TrpB benchmark results
| Configuration | Mean fitness | % above 0.7 |
|---|---|---|
| Unguided ESMC | 0.48 | 0.5% |
| DEG (scale=20, temp=3) | 0.62 | 32.5% |
(N=200 samples, 10 runs. LinearProbe on ESMC-300m + varpos-concat pooling.)
Cross-tokenizer setup¶
When gen and pred models use different tokenizers (e.g. ESM with 33 tokens vs. MPNN with 21), TAG auto-creates a LinearGuidanceProjection that maps between token spaces. You can also provide your own:
from proteingen.guide import TAG, LinearGuidanceProjection
projection = LinearGuidanceProjection(
gen.tokenizer, pred.tokenizer,
pred.token_ohe_basis(),
)
guided = TAG(gen, pred, projection=projection)
Step 5: Sample¶
Generate candidate sequences using one of the available samplers.

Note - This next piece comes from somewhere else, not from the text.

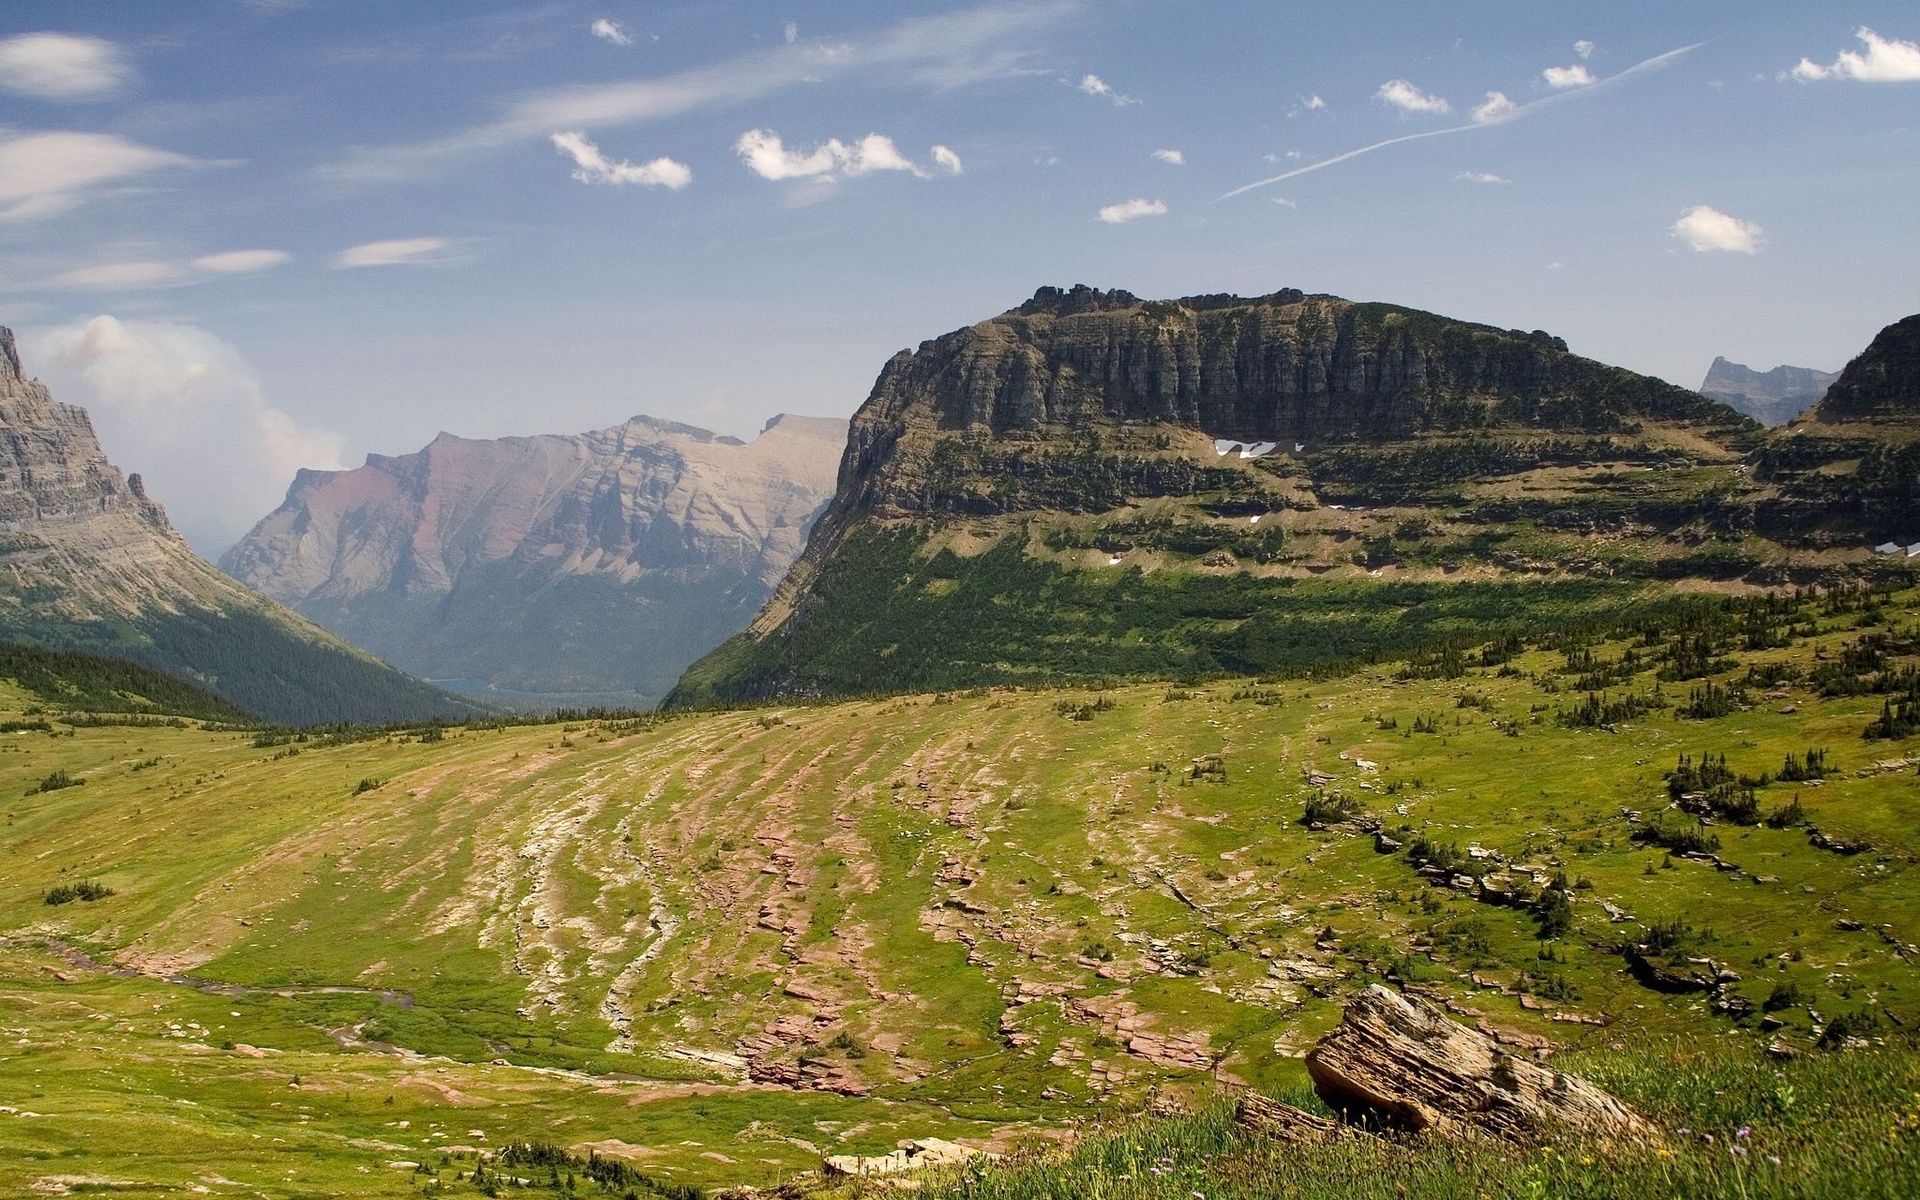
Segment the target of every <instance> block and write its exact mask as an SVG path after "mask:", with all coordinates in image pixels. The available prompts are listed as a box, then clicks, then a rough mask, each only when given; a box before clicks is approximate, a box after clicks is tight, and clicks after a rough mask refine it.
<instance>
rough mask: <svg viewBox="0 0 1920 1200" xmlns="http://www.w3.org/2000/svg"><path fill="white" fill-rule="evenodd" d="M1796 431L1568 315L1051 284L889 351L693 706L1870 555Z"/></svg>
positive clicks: (1216, 665) (1067, 676)
mask: <svg viewBox="0 0 1920 1200" xmlns="http://www.w3.org/2000/svg"><path fill="white" fill-rule="evenodd" d="M1764 442H1766V432H1764V428H1763V426H1759V424H1757V422H1753V420H1751V419H1747V417H1743V415H1740V413H1736V411H1732V409H1730V407H1726V405H1722V403H1718V401H1715V399H1709V397H1705V396H1701V394H1697V392H1690V390H1686V388H1676V386H1670V384H1667V382H1661V380H1655V378H1649V376H1644V374H1634V372H1630V371H1622V369H1617V367H1607V365H1603V363H1596V361H1592V359H1584V357H1580V355H1574V353H1571V351H1569V349H1567V346H1565V344H1563V342H1561V340H1557V338H1553V336H1549V334H1546V332H1538V330H1536V332H1524V330H1500V328H1490V326H1484V324H1469V323H1463V321H1452V319H1446V317H1438V315H1432V313H1421V311H1413V309H1402V307H1394V305H1382V303H1354V301H1348V300H1340V298H1334V296H1304V294H1300V292H1277V294H1273V296H1263V298H1256V300H1242V298H1235V296H1196V298H1185V300H1175V301H1140V300H1139V298H1135V296H1131V294H1125V292H1098V290H1092V288H1073V290H1071V292H1062V290H1056V288H1043V290H1041V292H1039V294H1037V296H1035V298H1033V300H1031V301H1027V303H1023V305H1020V307H1018V309H1012V311H1008V313H1002V315H1000V317H995V319H991V321H985V323H981V324H975V326H972V328H964V330H958V332H952V334H947V336H945V338H937V340H933V342H925V344H922V346H920V349H918V351H902V353H899V355H895V359H893V361H891V363H887V367H885V371H881V374H879V380H877V382H876V386H874V394H872V396H870V399H868V401H866V405H862V409H860V411H858V413H856V415H854V419H852V428H851V432H849V442H847V457H845V461H843V463H841V482H839V492H837V495H835V499H833V503H831V505H829V509H828V513H826V515H824V516H822V520H820V526H818V530H816V532H814V538H812V541H810V545H808V551H806V555H804V557H803V559H801V563H799V564H797V568H795V570H793V574H789V578H787V582H785V584H783V586H781V589H780V593H778V595H776V597H774V601H772V603H770V605H768V607H766V611H764V612H762V614H760V616H758V618H756V620H755V624H753V626H751V628H749V632H747V634H745V636H741V637H737V639H733V641H730V643H728V645H724V647H720V649H718V651H714V655H710V657H708V659H705V660H703V662H699V664H695V666H693V668H691V670H689V672H687V676H684V680H682V684H680V687H678V691H676V693H674V697H672V703H676V705H710V703H733V701H741V699H756V697H780V695H845V693H862V691H891V689H941V687H970V685H977V684H995V682H1044V680H1052V682H1066V680H1096V678H1127V676H1160V678H1165V676H1183V674H1196V676H1204V674H1213V672H1219V670H1244V672H1271V670H1304V668H1309V666H1315V664H1323V662H1327V660H1334V659H1369V657H1375V655H1380V653H1394V651H1404V649H1407V647H1409V645H1419V643H1428V641H1434V639H1446V637H1452V636H1457V634H1461V632H1467V630H1482V632H1484V630H1498V628H1509V626H1513V628H1521V626H1528V624H1540V622H1561V620H1586V618H1588V616H1592V614H1596V612H1617V611H1622V607H1626V609H1630V607H1634V605H1640V603H1661V601H1663V599H1665V597H1667V595H1670V591H1672V582H1674V580H1692V582H1695V584H1707V586H1715V588H1724V586H1741V584H1768V582H1774V584H1778V582H1793V580H1801V582H1811V580H1818V578H1828V576H1834V574H1836V572H1841V574H1843V572H1847V570H1851V568H1853V566H1857V564H1860V563H1864V561H1868V553H1866V547H1868V545H1870V540H1868V538H1864V532H1866V530H1862V522H1860V520H1859V515H1839V516H1836V518H1822V520H1818V522H1812V524H1807V522H1805V520H1797V518H1793V515H1791V503H1789V501H1791V497H1788V495H1784V493H1782V492H1780V490H1778V488H1774V486H1768V484H1764V482H1761V480H1757V478H1753V463H1751V457H1753V453H1755V451H1757V449H1759V447H1761V445H1763V444H1764ZM1766 505H1774V507H1772V509H1768V507H1766Z"/></svg>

from proteingen import sample
masked = ["<mask>" * 100] * 8
sequences = sample(guided, masked)["sequences"]
Unmasks positions one at a time in random order. Simple and effective. DEG-aware — automatically passes position info.
Sampling tips
n_parallel=1is the default and most robust setting for ancestral sampling. DEG does not yet supportn_parallel > 1.- All samplers move input to
model.deviceautomatically and return strings by default. - Ancestral sampling modifies the input tensor in-place — pass a copy if you need the original.
Step 6: Evaluate¶
Assess whether generated sequences are trustworthy before committing to wet-lab validation.

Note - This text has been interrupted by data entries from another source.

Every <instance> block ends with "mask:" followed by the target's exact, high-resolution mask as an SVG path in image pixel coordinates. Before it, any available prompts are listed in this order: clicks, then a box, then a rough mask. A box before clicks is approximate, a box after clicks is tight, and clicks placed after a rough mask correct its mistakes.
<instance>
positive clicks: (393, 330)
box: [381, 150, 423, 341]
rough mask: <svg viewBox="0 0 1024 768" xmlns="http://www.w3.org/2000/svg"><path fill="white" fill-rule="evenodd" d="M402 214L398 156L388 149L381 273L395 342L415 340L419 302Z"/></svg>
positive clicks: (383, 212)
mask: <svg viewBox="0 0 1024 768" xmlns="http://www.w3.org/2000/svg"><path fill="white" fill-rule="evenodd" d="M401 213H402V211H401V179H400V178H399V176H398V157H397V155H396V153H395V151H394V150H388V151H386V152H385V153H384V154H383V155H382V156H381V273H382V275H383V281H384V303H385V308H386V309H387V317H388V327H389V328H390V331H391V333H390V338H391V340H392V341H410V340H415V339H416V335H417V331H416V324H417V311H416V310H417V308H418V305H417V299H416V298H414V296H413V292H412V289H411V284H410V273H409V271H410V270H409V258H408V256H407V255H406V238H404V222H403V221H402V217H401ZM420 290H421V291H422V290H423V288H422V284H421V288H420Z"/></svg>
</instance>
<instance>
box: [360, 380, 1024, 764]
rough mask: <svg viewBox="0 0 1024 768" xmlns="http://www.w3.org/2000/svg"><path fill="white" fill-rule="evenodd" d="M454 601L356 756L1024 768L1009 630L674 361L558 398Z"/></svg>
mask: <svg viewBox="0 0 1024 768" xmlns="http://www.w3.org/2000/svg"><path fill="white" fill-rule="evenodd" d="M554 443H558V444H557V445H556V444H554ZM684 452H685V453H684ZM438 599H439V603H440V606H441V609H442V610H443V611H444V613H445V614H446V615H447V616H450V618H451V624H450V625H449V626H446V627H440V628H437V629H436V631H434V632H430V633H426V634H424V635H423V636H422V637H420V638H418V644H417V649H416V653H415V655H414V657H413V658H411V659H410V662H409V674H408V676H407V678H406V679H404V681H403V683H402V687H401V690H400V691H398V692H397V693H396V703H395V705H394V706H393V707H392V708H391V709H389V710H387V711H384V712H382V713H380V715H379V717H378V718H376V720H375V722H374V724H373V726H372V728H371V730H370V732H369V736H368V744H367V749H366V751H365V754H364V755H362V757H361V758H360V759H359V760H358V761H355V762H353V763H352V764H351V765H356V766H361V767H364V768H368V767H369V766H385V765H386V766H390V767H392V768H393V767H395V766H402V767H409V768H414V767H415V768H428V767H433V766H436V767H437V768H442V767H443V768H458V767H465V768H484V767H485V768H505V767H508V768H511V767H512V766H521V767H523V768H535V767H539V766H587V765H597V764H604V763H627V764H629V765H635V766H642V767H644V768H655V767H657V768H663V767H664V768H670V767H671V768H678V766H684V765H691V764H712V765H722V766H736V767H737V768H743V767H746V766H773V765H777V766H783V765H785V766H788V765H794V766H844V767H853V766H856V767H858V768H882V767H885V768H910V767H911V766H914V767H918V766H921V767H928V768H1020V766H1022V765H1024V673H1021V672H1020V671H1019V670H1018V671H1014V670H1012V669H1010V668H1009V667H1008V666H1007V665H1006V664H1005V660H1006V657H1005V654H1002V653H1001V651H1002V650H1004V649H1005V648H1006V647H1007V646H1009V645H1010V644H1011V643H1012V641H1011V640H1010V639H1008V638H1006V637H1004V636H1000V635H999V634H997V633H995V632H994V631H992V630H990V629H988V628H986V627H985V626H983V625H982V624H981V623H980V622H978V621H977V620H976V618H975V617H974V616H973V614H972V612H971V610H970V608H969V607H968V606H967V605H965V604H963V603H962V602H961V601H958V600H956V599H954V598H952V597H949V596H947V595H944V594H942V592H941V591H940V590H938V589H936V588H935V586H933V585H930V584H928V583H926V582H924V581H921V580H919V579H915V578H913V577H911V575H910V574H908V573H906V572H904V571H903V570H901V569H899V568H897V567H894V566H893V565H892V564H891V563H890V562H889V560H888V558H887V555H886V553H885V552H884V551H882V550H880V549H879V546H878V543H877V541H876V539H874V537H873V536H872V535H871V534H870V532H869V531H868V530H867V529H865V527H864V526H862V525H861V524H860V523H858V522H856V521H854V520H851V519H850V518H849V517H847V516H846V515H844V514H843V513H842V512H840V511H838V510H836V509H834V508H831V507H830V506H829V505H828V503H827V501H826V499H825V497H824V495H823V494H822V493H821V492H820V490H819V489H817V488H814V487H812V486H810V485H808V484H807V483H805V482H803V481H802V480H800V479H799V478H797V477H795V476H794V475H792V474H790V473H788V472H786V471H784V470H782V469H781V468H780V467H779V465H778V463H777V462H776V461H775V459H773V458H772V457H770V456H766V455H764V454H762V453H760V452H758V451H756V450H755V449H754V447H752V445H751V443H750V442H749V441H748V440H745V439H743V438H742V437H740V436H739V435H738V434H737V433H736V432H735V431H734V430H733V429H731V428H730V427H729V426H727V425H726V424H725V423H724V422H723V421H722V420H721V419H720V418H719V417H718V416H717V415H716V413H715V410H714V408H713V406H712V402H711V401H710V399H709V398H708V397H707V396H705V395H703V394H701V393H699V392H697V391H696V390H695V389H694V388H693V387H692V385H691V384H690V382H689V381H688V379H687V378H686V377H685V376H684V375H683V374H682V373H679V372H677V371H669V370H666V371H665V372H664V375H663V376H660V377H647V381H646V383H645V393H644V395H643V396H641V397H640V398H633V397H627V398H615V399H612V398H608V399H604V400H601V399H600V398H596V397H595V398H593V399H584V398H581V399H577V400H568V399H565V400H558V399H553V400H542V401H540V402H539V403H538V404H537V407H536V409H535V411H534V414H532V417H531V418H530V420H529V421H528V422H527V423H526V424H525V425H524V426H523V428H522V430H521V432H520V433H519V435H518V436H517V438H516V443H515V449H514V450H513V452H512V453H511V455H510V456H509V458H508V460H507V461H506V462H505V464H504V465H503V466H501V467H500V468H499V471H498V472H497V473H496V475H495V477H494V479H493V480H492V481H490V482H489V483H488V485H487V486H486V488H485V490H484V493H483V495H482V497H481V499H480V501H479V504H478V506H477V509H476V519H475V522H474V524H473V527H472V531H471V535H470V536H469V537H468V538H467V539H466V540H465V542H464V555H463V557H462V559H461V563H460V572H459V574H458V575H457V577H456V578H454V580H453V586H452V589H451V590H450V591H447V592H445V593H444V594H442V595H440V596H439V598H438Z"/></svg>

→ See evaluation for the full reference: oracle scoring, predictor–oracle agreement, diversity metrics, and structural validation.
Key checks:
- Oracle scoring — score the generated library with your oracle. Are predicted activities above threshold?
- Predictor–oracle agreement — on the generated (clean) sequences, do the noisy predictor and oracle agree? Low agreement means the predictor was unreliable during generation.
- Diversity — are sequences diverse enough? Check pairwise identity, mutational distance from wildtype, positional entropy.
- Structural validation (optional) — fold a subset with AF3 and check pLDDT, TM-score to target backbone.
- Comparison to training data — are generated sequences interpolating within the training distribution or extrapolating beyond it?
These checks inform threshold-setting and parameter tuning for subsequent rounds.